An impassionate string of passionate adjectives


It was cold. Very cold. Freezing. Bone-chilling. Or hot. Scaldingly so. Perhaps. It depends on the scene. Sometimes it is wet; never merely damp. A downpour will do. Or a torrent. Yes a torrent. And an severe one at that. Many inches in an hour. The most since records began.


It was more than I ever imagined, yet the image was in my mind from the start. It was desolate. Isolated. Barren and overwhelming. But serene, obviously. Quiet enough to make me pause, despite my deep personal suffering and the irresistible photographic potential, to feel at one with nature. Small. But passionate to articulate big things. An ardent conservationist irrespective of, but reinforced by, feelings experienced in the moment.

A cliché.

Some say the strongest photographs need not be accompanied by words. I disagree, words channel emotion and can make messages more pungent, but why do we always chose the same few? An impassionate string of the most passionate adjectives? Or an overly-dramatic behind-the-scenes expose of a walk in the park?
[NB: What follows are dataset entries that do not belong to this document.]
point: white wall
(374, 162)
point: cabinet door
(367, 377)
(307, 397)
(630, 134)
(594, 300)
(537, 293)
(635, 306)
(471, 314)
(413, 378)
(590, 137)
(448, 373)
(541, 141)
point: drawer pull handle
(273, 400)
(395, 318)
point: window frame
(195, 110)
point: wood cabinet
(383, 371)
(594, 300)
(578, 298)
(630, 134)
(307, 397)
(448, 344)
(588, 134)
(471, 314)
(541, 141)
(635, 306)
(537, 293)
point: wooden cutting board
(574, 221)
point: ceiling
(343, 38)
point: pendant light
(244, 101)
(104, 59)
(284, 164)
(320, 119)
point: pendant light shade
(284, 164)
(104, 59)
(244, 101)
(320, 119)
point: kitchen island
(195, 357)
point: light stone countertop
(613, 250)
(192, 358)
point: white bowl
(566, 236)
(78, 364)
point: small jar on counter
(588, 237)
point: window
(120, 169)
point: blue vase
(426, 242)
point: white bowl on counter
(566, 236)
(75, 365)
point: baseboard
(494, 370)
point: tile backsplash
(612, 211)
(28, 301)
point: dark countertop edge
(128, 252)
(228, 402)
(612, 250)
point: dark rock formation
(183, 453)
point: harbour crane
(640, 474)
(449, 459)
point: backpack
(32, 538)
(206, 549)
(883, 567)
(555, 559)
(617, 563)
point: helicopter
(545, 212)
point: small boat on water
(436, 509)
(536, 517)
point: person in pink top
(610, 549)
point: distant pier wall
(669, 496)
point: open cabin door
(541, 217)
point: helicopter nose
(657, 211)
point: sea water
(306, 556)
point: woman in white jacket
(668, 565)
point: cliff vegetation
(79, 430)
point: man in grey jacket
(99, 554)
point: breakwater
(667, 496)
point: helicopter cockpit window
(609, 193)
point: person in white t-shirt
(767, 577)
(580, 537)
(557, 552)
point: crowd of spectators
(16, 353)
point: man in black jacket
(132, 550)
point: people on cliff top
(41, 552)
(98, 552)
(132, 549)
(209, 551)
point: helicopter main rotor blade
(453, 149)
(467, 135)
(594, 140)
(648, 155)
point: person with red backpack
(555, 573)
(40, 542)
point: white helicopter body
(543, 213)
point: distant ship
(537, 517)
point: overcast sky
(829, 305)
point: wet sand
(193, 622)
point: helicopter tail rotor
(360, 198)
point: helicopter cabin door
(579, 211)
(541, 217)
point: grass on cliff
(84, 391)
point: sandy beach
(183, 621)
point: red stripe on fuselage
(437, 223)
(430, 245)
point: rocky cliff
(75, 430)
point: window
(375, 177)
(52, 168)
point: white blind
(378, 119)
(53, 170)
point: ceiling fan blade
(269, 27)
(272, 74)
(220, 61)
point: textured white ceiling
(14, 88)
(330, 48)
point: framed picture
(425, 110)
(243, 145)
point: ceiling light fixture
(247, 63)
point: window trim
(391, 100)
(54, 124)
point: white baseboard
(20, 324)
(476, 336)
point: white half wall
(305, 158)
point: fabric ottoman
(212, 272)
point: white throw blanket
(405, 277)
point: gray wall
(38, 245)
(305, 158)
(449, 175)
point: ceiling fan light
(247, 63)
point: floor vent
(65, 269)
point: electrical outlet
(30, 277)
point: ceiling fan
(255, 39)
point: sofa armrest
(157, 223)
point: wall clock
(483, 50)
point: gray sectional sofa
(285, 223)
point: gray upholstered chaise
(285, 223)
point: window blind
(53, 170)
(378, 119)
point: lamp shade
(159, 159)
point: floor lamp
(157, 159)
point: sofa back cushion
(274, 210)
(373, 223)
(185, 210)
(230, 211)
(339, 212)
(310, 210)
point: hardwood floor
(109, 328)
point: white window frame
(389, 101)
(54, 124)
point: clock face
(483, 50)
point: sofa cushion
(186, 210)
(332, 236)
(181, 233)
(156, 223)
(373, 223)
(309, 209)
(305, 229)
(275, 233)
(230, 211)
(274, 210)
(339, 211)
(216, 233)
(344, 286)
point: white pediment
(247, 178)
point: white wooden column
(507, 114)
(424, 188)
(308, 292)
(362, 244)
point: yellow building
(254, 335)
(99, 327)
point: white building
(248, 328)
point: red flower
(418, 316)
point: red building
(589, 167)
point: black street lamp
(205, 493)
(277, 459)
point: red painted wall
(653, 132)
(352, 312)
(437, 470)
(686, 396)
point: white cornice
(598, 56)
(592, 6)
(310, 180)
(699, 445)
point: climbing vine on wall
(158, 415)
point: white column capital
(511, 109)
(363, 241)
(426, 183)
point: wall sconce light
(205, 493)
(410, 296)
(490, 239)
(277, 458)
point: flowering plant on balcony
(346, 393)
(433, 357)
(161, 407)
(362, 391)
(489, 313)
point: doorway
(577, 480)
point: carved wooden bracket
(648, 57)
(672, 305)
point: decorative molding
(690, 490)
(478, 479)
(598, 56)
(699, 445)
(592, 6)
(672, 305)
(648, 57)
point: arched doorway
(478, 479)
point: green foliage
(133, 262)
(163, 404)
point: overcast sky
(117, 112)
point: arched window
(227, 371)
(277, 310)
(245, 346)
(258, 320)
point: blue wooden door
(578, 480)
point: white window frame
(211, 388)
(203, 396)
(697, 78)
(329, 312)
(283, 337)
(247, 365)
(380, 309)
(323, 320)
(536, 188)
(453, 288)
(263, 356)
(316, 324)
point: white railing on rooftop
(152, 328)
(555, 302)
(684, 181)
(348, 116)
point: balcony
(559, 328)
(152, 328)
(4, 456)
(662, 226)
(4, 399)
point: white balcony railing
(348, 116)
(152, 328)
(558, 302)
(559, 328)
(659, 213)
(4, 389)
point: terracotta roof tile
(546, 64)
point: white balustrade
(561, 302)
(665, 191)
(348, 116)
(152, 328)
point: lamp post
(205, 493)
The Metro displays more inspiring vistas than my grandest photographs and the BBC NHU makes my most-arduous exploits look like walks in the park. Few lives are altered by the press of a shutter, so why pretend otherwise? If we are desensitised to sensationalism why not try something else?

I am far from the first to do this, and it is not the only other option, but with a little research I have found something much more penetrating than drama: facts that make you think.